Modus Pelecehan Seksual Guru Besar UGM Terhadap 15 Mahasiswa Kini Telah Dipecat
Berita Baru, Jakarta – Kasus pelecehan seksual di ranah pendidikan kembali ramai diperbincangkan. Pasalnya kasus ini melibatkan seorang Guru Besar dari Fakultas Farmasi Universitas Gadjah Mada (UGM) Profesor Edy Meiyanto.
Peristiwa pelecehan seksual tersebut terjadi pada tahun 2023, namun Satuan Tugas Pencegahan dan Penanganan Kekerasan Seksual (PPKS) UGM pertama kali menerima laporan pada 2024 dan terus bertambah. Dilansir dari Tempo.com, sejumlah 15 mahasiswa membuat laporan pelecehan seksual dan kekerasan verbal. Total kasus yang dilaporkan korban ada 33 kejadian.
Dalam kesehariannya, Guru Besar tersebut sering menjadi penceramah di masjid. Ia melancarkan beberapa modus seperti cek tekanan darah atau bimbingan skripsi agar bisa memijat tangan, memegang rambut, wajah, bahkan mencium pipi mahasiswa di rumahnya.
Saat ini, Edy Meiyanto telah dipecat dari profesinya sebagai dosen melalui Keputusan Rektor Nomor 95/UN.1P/KPT/HUKOR/2025, dan sedang dalam proses pencopotan status PNS. Pemecatan tersebut karena terbukti bersalah melanggar kode etik dosen dan Pasal 3 Peraturan Rektor UGM Nomor 1 Tahun 2023 tentang Pencegahan dan Penanganan Kekerasan Seksual di UGM.

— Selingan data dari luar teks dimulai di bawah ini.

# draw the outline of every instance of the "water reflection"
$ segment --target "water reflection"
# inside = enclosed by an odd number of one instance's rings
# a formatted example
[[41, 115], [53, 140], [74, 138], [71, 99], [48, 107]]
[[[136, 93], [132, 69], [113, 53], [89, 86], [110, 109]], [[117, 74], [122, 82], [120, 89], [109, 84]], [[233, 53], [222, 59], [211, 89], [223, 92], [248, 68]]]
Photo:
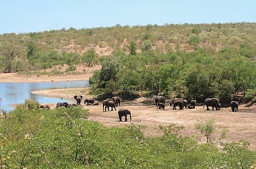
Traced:
[[31, 91], [56, 88], [79, 88], [88, 86], [87, 81], [53, 81], [38, 83], [0, 83], [0, 98], [3, 98], [1, 108], [13, 110], [11, 104], [23, 103], [28, 98], [40, 103], [57, 103], [68, 101], [32, 94]]

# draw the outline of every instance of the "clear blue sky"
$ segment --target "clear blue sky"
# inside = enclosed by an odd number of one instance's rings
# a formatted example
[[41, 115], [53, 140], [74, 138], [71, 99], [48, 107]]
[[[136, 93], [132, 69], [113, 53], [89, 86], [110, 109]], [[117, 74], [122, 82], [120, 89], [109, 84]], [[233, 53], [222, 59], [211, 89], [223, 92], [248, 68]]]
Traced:
[[255, 22], [256, 7], [253, 0], [0, 0], [0, 34], [117, 23]]

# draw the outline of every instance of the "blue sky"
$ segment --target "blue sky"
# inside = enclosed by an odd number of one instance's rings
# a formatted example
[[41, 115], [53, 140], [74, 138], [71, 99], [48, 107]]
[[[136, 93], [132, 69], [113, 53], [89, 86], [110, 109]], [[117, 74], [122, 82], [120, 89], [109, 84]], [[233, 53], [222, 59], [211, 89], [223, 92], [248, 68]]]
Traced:
[[256, 22], [254, 0], [0, 0], [0, 34], [148, 24]]

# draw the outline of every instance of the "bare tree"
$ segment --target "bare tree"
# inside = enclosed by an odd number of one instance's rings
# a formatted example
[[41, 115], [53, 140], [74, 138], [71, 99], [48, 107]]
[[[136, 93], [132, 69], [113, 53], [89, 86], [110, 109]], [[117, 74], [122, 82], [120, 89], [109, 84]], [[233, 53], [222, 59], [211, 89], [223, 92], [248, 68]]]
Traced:
[[12, 63], [13, 60], [19, 55], [19, 53], [11, 45], [6, 46], [2, 52], [3, 55], [6, 58], [6, 67], [5, 71], [8, 73], [12, 71]]

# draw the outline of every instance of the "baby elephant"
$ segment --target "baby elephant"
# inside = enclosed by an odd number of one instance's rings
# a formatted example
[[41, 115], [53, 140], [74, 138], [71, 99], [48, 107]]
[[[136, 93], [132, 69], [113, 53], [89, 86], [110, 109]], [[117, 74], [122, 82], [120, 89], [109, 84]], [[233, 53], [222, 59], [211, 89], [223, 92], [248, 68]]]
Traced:
[[118, 116], [119, 117], [119, 121], [122, 121], [122, 117], [125, 116], [125, 121], [127, 121], [127, 114], [130, 115], [130, 121], [131, 121], [131, 111], [128, 109], [121, 109], [118, 110]]
[[50, 107], [48, 105], [41, 105], [39, 107], [42, 109], [50, 109]]
[[158, 108], [158, 107], [159, 107], [159, 109], [161, 109], [161, 108], [162, 109], [164, 110], [164, 107], [165, 107], [165, 104], [164, 104], [163, 103], [158, 103], [157, 108]]
[[94, 101], [94, 103], [93, 103], [92, 106], [98, 106], [98, 101]]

Hal tersebut mendapat respons baik dari para korban karena mereka tidak ingin ada korban yang bertambah lagi. Selain itu para alumni Fakultas farmasi juga menyambut baik pemecatan tersebut dan sebagian mengunggah pemberitaan media massa di akun sosial media. “Kami merasa kuat karena banyak dukungan dari luar UGM dan ramai,” tulisnya.

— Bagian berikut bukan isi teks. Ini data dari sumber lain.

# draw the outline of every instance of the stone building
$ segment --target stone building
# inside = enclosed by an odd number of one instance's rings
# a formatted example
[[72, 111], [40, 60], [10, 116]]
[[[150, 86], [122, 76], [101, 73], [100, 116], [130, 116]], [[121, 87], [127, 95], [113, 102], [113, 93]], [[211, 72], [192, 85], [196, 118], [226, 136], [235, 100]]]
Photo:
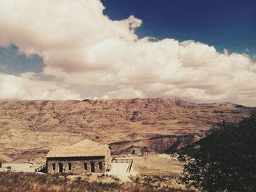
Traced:
[[110, 169], [110, 158], [108, 145], [86, 139], [50, 150], [47, 170], [48, 173], [104, 173]]

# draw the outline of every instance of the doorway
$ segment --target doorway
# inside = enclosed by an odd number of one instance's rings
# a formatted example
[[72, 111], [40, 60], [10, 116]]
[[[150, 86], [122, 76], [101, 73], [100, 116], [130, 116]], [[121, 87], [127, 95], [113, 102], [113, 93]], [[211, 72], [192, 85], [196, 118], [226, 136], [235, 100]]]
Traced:
[[91, 163], [91, 172], [95, 172], [95, 165], [94, 163]]
[[61, 163], [59, 164], [59, 172], [60, 173], [63, 173], [63, 164]]

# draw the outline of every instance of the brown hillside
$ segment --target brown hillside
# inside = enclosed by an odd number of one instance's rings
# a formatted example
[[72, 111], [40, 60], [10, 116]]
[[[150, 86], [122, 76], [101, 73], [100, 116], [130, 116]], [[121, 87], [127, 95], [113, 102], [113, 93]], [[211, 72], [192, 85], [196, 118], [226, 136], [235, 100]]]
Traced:
[[33, 158], [83, 139], [111, 143], [116, 153], [170, 152], [197, 140], [214, 124], [240, 120], [254, 110], [165, 99], [2, 101], [0, 158]]

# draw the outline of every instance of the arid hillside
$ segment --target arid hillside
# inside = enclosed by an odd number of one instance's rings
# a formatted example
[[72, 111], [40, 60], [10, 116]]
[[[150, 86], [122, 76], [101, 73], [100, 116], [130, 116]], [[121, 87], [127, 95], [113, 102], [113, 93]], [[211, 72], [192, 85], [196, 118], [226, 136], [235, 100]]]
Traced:
[[172, 152], [217, 123], [238, 121], [255, 110], [165, 99], [1, 101], [0, 160], [39, 161], [50, 148], [84, 139], [110, 144], [116, 153], [133, 147]]

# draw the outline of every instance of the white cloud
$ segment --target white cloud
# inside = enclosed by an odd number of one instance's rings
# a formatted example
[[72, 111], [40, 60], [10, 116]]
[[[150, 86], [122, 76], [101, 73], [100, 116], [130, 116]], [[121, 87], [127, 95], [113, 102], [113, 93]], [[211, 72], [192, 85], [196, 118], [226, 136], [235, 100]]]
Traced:
[[0, 45], [12, 42], [23, 53], [40, 55], [45, 74], [62, 86], [112, 88], [84, 97], [255, 105], [255, 64], [248, 55], [221, 53], [194, 41], [139, 39], [140, 19], [112, 20], [103, 9], [98, 0], [1, 1]]
[[39, 81], [35, 78], [35, 76], [31, 74], [23, 74], [23, 77], [17, 77], [0, 73], [0, 99], [66, 100], [81, 99], [79, 94], [65, 88], [61, 85]]

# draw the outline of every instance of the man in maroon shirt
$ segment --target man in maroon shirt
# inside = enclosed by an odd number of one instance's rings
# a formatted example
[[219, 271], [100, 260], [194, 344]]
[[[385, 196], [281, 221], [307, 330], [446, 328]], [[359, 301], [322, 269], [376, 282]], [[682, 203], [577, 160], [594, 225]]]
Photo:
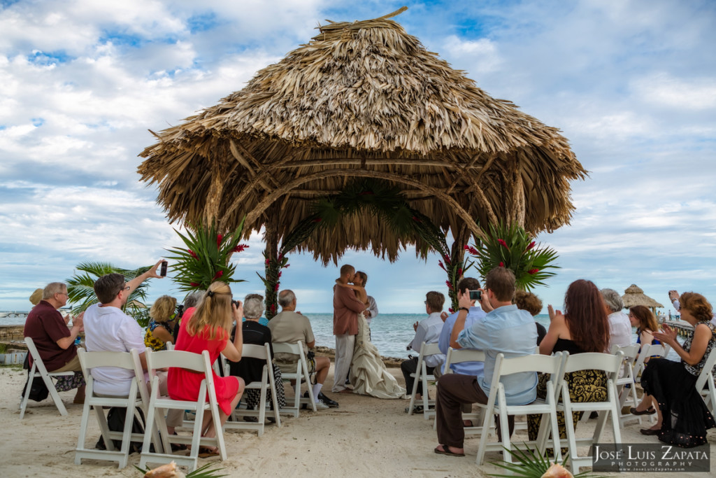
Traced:
[[[356, 269], [345, 264], [341, 267], [339, 281], [353, 282]], [[346, 388], [346, 378], [353, 358], [353, 346], [358, 334], [358, 314], [365, 310], [365, 304], [348, 287], [333, 286], [333, 335], [336, 336], [336, 368], [333, 374], [334, 392], [351, 391]]]
[[[33, 307], [25, 321], [24, 335], [37, 348], [48, 372], [82, 371], [74, 339], [82, 328], [82, 312], [72, 320], [72, 328], [57, 310], [67, 303], [67, 286], [52, 282], [42, 291], [42, 300]], [[77, 388], [74, 403], [84, 401], [84, 386]]]

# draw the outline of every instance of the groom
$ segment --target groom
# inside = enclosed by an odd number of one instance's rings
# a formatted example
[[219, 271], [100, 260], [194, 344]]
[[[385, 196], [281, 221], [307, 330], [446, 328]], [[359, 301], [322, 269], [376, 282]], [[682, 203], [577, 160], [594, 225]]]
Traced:
[[[352, 282], [355, 269], [352, 265], [341, 267], [342, 284]], [[347, 287], [333, 286], [333, 335], [336, 336], [336, 367], [333, 376], [333, 392], [350, 392], [345, 382], [353, 358], [353, 346], [358, 334], [358, 314], [365, 310], [365, 305], [356, 297], [355, 292]]]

UGM mengambil langkah dengan membentuk tim pemeriksa terhadap status kepegawaian Edy. Sekretaris UGM Andi Sandi Antonius menyebutkan bahwa pembentukan tim pemeriksa berdasarkan surat keputusan rektor. Tim beranggotakan dekan Fakultas Farmasi, direktorat sumber daya manusia, dan satuan pengawas internal.
Pendamping dan korban kini mempertanyakan independensi tim dari Fakultas Farmasi karena semuanya beranggotakan pejabat internal UGM. Korban berharap tim pemeriksa dapat bekerja secara independen dan tidak melibatkan kepentingan lain-lain dalam menjalankan pemeriksaan.
“Jangan sampai anggota tim yang ditunjuk merugikan korban. Perlu ada transparansi susunan anggota tim kepada korban,” kata perempuan itu kepada Tempo, Kamis, 10 April 2025.
Inspektur Jenderal Kemendiktisaintek, Chatarina Muliana Girsang mengatakan kementerian telah menugaskan UGM untuk membentuk tim pemeriksa yang beranggotakan atasan guru besar Fakultas Farmasi Edy Meiyanto.
“Yang penting perlu dipastikan independensi tim oleh pimpinan UGM,” kata Chatarina.